あの鉢合わせから暫くは里真にとって平穏な日々が続いていた。
あれ以上佐伯に聞くこともなくて、彼も特にどうとも思ってないようで。
里真は今自分が愛されて幸せならいいかと記憶の片隅に追いやって。

「…お、重くないですか?」
「全然」

入口には鍵。すべての窓はカーテンを閉めきって灯りも最小限にして薄暗い。

ちゃんと送るから最後まで残って欲しいと言われて店に残っていた里真。
何時もより早めの閉店で客も帰りバイトも帰り無人となってから席に案内された。
すぐ帰ると思っていたから不思議に思っていると新しい商品の試食、と言われて。
前も試食はしているし、それで納得したのだが何故か彼の膝に座ることになって。

「でも。あの。やっぱり、は、恥かしいので」
「どうして?もうここには俺たちしか居ないんだよ?」
「…お願します。あの、緊張して味どころじゃないから」
「仕方ないな。じゃあこっち」

静かな空間に2人きり、しかもこんな密着するなんて。
心臓の音が聞こえてしまうんじゃないかと思うくらいバクバクして。
里真は何とか彼の膝から逃れ椅子に座る。
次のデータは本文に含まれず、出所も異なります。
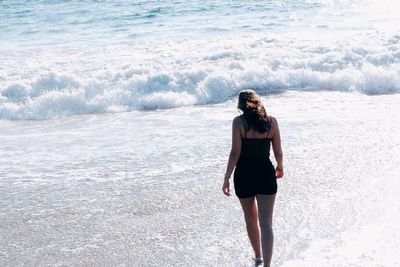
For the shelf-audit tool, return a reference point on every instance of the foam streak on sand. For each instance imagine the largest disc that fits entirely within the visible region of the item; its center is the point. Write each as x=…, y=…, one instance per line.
x=119, y=188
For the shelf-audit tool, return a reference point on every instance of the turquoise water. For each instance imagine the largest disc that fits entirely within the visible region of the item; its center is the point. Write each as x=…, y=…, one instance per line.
x=42, y=23
x=115, y=124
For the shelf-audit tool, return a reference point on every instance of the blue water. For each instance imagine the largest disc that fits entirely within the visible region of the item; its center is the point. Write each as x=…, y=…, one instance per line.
x=62, y=58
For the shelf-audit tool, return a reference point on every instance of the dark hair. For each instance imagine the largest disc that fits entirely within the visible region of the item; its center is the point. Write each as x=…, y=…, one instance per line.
x=253, y=111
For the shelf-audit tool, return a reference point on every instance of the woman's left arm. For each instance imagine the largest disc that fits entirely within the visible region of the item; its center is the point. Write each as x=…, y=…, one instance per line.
x=277, y=148
x=233, y=155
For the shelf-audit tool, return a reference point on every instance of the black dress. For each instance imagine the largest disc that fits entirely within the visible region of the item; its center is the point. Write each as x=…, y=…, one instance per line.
x=254, y=172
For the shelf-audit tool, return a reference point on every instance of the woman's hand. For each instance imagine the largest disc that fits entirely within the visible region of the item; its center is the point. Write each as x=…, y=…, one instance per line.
x=279, y=172
x=226, y=187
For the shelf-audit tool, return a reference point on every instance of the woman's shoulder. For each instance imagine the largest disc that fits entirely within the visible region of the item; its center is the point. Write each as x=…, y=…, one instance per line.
x=238, y=120
x=274, y=121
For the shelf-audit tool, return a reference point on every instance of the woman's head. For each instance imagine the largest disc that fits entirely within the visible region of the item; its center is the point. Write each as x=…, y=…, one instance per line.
x=253, y=110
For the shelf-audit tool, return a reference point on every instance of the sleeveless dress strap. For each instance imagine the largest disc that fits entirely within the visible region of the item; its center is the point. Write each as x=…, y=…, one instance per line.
x=244, y=125
x=270, y=125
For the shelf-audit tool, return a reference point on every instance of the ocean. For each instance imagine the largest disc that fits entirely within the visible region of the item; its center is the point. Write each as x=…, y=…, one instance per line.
x=115, y=120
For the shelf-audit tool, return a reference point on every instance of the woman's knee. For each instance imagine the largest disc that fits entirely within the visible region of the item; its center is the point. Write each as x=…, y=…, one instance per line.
x=251, y=219
x=265, y=224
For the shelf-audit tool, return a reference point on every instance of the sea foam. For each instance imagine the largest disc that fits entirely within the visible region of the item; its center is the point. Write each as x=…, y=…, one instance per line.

これで少しは安心できる。

「じゃ、じゃあ。改めまして」
「うん。どうぞ」
「……そ、そんな見つめられると」
「困る?」
「はい」
「分かりました。それじゃあ、お茶でもいれてきますか」
「ありがとうございます」

席を立つ佐伯。里真は緊張で喉が渇いていたから嬉しい。
接近されると嬉しいというより体が動かなくなるから困る。
それくらい男性との直接的な触れ合いが無かったからだけど。
いや、それ以上に佐伯のスキンシップが激しい。ここ数日特に。

「ねえ。里真」
「はい」
「今度の休みは開いてる?よかったら映画でも行かない」
「いいですね。行きます」
「良かった。お客さんに進められてさ。そんな評判なら君と行きたいなって」
「へえ、楽しみです。あ。お茶頂きます」
「どうぞ。熱いからゆっくり飲んでね」
「はい」

愚痴にも近い形で相談した弟曰く、

あんまりもったいぶると相手も痺れを切らしてどんな優しい人だって
機嫌を損ねるんじゃないか、

とのことだった。

彼の好意を受けて正式な交際を開始させるにはもう十分な月日は流れたはず。
キスも軽い愛撫も受けた今、もうお試しも何も無いと思うのに。

タイミングが分からない。

やはりあのデートの時にお泊りしていれば。と今更な事を考えて。